Jesika von Rabbit has done just that with her take on the R.E.M. classic “Drive”. She boldly rejected the original’s southern gothic premise, and lifted it into an ethereal space of yearning and loss.
REM leaned into a gorgeous detached profundity, encouraging a sense of self efficacy, a quiet fist raised defiantly in the air. Yet, von Rabbit’s version carries it out of the physical world completely, capturing a state of loss, longing, even hopelessness, that has been omnipresent the past several years. It feels less like a song unfolding and more like an intimate whisper from someone who broke your heart a long time ago.

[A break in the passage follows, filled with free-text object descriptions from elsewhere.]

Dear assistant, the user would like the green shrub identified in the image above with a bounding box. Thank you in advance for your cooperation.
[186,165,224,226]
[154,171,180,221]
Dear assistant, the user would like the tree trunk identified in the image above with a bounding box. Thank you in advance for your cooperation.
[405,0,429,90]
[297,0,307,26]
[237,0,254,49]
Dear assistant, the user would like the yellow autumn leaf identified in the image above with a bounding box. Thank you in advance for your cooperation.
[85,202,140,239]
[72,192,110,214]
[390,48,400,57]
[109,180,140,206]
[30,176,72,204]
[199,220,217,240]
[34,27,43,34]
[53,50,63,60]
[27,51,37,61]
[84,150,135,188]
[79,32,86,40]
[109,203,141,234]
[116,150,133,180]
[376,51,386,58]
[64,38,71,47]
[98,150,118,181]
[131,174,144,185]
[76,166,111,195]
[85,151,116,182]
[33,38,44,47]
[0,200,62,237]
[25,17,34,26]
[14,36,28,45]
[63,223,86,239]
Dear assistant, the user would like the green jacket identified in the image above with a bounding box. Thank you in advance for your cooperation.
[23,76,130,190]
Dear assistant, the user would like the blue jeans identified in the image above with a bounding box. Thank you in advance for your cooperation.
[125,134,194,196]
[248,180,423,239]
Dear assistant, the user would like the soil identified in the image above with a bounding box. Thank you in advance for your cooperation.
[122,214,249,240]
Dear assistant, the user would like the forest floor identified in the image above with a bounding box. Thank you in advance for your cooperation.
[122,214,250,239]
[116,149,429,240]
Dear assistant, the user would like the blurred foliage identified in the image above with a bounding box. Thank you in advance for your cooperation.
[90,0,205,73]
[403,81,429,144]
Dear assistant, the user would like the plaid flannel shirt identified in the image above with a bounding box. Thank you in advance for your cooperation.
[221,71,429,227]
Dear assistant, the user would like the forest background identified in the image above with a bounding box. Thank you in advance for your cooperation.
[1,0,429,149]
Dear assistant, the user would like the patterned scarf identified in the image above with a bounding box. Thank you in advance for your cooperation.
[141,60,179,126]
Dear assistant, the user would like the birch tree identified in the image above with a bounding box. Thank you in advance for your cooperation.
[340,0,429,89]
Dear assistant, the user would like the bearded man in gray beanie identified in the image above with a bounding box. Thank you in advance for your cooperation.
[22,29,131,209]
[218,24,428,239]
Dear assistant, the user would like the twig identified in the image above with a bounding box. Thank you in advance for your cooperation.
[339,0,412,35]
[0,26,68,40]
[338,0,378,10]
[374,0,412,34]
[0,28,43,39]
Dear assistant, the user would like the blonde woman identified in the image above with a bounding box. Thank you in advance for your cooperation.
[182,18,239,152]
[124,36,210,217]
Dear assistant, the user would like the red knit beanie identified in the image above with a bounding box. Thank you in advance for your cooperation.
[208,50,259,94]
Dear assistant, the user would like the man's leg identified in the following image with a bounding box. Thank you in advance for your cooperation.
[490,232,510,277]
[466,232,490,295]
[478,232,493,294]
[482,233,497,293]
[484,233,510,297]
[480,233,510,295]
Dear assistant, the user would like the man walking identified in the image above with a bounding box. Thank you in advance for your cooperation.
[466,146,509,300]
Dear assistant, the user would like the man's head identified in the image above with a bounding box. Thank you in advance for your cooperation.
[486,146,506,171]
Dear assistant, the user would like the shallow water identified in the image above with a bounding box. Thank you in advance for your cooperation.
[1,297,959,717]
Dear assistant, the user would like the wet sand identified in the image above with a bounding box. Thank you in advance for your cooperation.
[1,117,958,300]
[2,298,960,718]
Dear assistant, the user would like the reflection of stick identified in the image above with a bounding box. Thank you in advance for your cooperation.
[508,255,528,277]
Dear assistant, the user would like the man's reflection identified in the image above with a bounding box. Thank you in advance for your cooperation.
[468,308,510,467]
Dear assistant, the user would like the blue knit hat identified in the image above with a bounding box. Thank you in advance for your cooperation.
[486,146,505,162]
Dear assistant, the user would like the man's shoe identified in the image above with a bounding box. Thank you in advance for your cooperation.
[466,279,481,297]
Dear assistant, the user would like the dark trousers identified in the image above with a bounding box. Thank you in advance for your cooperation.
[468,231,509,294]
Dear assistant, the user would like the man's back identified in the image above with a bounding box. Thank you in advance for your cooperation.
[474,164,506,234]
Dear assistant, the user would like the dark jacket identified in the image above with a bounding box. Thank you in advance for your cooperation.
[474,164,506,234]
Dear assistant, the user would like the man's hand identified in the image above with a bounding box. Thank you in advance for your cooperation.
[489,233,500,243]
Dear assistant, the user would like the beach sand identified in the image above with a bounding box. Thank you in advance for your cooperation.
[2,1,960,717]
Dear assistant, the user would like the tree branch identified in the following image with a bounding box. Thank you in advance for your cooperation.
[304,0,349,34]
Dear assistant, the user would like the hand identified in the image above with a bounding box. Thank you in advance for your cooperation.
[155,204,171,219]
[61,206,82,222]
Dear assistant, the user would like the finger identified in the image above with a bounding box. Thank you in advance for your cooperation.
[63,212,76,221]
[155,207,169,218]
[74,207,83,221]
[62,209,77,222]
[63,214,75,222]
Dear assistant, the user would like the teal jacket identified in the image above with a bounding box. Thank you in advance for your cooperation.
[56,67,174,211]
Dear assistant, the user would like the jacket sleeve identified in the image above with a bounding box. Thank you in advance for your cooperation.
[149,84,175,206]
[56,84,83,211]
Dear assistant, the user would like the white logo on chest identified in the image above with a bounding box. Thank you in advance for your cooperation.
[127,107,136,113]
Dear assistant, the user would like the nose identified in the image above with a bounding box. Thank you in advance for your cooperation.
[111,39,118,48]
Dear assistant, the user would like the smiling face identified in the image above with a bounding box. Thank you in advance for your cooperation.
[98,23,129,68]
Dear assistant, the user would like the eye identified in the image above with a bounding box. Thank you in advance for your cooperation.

“I love many of their songs, but Drive has such a lonely haunted feel and I wanted to do something even more sparse with it, she explains. “I’m a big R.E.M. fan, I grew up listening to them and feel they’re a bit underrated. Not to say they don’t have a huge fan base, but you don’t hear them being referenced that much anymore.”
Minimalistic and sparse, she opens with a heavily gated reverb piano, there yet afar. Her vocals are at once urgent and questioning, knowing she isn’t going to get any answers from the siren calling from afar, who are more a lonely echo than a catechism.
The bridge is typical von Rabbit, a luminous interlude of sparkling harpsichord, so bizarrely out of place that it fits perfectly. Lee Joseph’s understated guitar work strums earnestly beneath, bringing just enough scaffolding to keep the piece from drifting away entirely.
Von Rabbit’s version of “Drive” is a beautiful apparition, a rush of windswept Mojave stardust, heard in passing, already fading as she arrives.